Selection by analogy was possible because all grasses have a common ancestor that existed more than 50 million years ago. In other words, after all this time, the DNA of any grass today – sugarcane, wheat, sorghum, rice, corn, etc. – still preserves the original core structure, alongside the billions of mutations that have occurred over the eons.
The outcome of the research conducted at IB-UNICAMP was a software package called Polyploid Gene Assembler (PGA). “PGA represents a novel strategy for assembly of a genetic space based on complex genomes using low-coverage DNA sequencing,” Carazzolle saye.
Although PGA requires less computer power than the massive processing of a polyploid’s whole genome, a very large system is still required to run the program in a timely manner. In this case, the researchers used the computer cluster belonging to the Center for Computing in Engineering & Science (CCES), one of the Research, Innovation and Dissemination Centers (RIDCs funded by São Paulo Research Foundation – FAPESP. Carazzolle is the principal investigator for bioinformatics at CCES.
“The project required the use of CCES’s high-performance computers with plenty of memory,” Carazzolle says.
They loaded PGA with known gene loci from public genome databases, deploying assembly strategies to construct high-quality genome sequences for the species investigated, and validated the procedure with wheat (Triticum aestivum), a hexaploid species, using barley (Hordeum vulgare) as a reference. More than 90% of the genes were identified, as well as several new genes.

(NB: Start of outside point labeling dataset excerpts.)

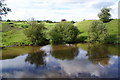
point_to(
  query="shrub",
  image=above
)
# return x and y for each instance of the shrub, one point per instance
(63, 32)
(24, 25)
(97, 32)
(36, 33)
(105, 15)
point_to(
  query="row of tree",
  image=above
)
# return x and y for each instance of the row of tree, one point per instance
(65, 32)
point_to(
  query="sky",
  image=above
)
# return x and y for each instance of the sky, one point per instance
(56, 10)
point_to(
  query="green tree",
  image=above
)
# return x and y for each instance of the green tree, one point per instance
(63, 32)
(3, 9)
(97, 32)
(105, 15)
(36, 33)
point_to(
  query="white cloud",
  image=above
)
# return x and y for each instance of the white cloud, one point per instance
(58, 9)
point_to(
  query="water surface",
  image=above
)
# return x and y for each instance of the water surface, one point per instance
(60, 61)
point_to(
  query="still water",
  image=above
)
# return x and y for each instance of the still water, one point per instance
(60, 61)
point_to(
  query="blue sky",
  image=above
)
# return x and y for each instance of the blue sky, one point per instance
(56, 10)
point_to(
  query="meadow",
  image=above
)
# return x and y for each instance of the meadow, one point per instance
(13, 32)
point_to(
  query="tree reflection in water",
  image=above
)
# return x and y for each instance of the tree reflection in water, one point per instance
(36, 58)
(65, 52)
(98, 54)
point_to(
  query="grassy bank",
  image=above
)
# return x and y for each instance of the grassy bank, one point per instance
(13, 32)
(111, 26)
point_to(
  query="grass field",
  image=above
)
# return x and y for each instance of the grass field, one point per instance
(13, 32)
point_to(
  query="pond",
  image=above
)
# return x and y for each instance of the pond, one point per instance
(60, 61)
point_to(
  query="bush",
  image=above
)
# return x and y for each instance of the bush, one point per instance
(36, 33)
(97, 32)
(105, 15)
(24, 25)
(63, 32)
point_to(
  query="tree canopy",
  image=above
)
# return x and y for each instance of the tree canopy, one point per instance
(105, 15)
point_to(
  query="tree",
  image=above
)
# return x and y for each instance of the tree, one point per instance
(105, 15)
(63, 32)
(36, 33)
(97, 32)
(3, 9)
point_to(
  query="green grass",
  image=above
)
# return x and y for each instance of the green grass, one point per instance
(112, 27)
(15, 35)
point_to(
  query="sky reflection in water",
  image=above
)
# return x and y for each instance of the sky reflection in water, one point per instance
(62, 61)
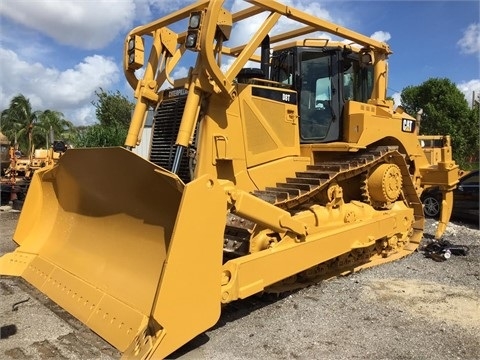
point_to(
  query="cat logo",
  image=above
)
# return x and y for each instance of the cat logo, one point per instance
(408, 125)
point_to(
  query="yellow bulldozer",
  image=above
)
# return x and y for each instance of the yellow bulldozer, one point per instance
(273, 164)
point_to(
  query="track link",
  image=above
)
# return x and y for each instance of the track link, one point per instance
(317, 177)
(307, 186)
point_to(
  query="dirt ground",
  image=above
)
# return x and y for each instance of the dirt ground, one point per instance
(414, 308)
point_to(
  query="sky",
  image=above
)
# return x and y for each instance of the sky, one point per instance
(58, 53)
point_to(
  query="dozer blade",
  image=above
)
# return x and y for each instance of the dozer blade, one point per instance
(124, 246)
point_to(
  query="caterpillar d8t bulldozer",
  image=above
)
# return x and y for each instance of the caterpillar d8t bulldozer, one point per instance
(259, 179)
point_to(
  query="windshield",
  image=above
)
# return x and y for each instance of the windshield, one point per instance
(316, 95)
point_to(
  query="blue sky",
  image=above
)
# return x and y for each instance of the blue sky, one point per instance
(59, 52)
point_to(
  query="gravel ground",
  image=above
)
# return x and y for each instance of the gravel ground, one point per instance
(414, 308)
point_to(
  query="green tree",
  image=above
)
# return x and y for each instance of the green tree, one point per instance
(445, 112)
(112, 108)
(98, 135)
(50, 121)
(18, 122)
(113, 111)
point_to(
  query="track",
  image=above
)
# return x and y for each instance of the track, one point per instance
(311, 186)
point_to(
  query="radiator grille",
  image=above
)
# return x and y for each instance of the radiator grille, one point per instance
(166, 123)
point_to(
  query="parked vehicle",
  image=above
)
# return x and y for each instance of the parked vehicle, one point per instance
(262, 179)
(465, 199)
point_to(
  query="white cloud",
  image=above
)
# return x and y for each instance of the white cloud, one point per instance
(244, 30)
(470, 42)
(396, 99)
(49, 88)
(468, 88)
(381, 36)
(83, 24)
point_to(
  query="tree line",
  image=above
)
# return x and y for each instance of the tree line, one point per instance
(445, 111)
(30, 129)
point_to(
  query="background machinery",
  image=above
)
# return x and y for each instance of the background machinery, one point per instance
(258, 179)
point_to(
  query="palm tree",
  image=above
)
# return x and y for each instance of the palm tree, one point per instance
(18, 122)
(32, 129)
(52, 123)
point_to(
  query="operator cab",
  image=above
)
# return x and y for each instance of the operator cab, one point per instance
(325, 79)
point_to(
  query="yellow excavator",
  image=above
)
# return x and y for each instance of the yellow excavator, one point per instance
(260, 178)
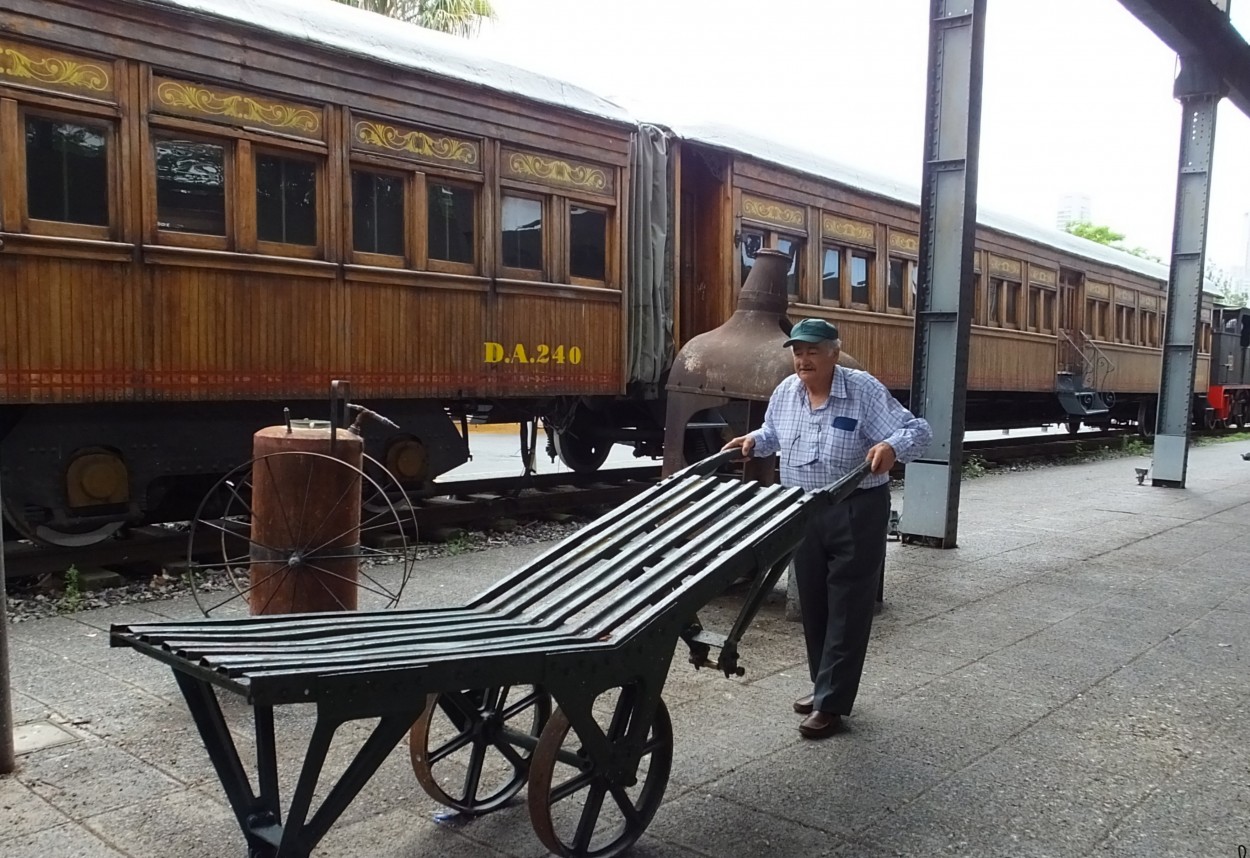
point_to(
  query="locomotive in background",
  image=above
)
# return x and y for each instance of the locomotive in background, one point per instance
(210, 208)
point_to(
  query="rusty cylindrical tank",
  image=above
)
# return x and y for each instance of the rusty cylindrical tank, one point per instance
(305, 519)
(743, 359)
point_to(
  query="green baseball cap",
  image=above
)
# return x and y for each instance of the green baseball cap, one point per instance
(811, 330)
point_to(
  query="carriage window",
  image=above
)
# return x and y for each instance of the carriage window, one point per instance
(285, 200)
(794, 248)
(68, 171)
(378, 213)
(894, 290)
(750, 245)
(831, 277)
(523, 233)
(190, 186)
(451, 223)
(860, 268)
(588, 243)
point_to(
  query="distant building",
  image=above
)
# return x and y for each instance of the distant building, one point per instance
(1073, 209)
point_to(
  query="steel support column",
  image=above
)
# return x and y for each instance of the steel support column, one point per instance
(8, 759)
(944, 288)
(1199, 91)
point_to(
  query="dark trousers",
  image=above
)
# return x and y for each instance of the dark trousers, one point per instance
(838, 570)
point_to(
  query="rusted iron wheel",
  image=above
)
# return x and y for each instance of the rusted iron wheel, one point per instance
(471, 749)
(576, 808)
(225, 515)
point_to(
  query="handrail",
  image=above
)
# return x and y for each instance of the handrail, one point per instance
(1094, 378)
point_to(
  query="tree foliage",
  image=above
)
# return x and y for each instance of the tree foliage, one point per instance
(460, 18)
(1224, 288)
(1109, 237)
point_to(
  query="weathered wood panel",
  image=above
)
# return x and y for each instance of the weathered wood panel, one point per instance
(1015, 360)
(404, 339)
(223, 334)
(538, 329)
(68, 330)
(1136, 369)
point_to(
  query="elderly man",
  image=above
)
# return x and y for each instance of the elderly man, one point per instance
(826, 419)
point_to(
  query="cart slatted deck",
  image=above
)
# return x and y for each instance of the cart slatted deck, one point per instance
(591, 624)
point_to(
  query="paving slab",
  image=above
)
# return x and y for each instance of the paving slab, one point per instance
(1070, 682)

In addition, they used PGA to assemble the genes from grass species S. spontaneum – grouped in the same genus as traditional sugarcane (S. officinarum), S. spontaneum is used in the parental lineage of the hybrid sugarcane varieties widely grown today (S. hybridum).
“We identified a total of 39,234 genes, 60.4% of which were clustered into known grass gene families. Thirty-seven gene families were expanded when compared with other grasses. Three stood out for the number of gene copies potentially involved in initial development and stress response,” Carazzolle says.
“Our findings for the genome of S. spontaneum highlighted for the first time the molecular basis of certain significant characteristics, such as high productivity and resistance to biotic and abiotic stress. These results can be used in future functional and genetic studies. They will also support the development of new sugarcane varieties.
“Using PGA, we provided a high-quality assembly of gene regions in T. aestivum and S. spontaneum, proving that PGA can be more efficient than conventional strategies applied to complex genomes and using low-coverage DNA sequencing. PGA’s low memory requirement in comparison with the conventional assembly strategy is also an advantage.”
Carazzolle stressed that even with significant advances in sequencing technology, the assembly of complex genomes still represents a bottleneck, owing mainly to polyploidy and high heterozygosity. The development of new bioinformatics efforts, he added, can help overcome these constraints, especially in the case of the whole genomes of closely related organisms, for which reference-guided assembly methods can be used.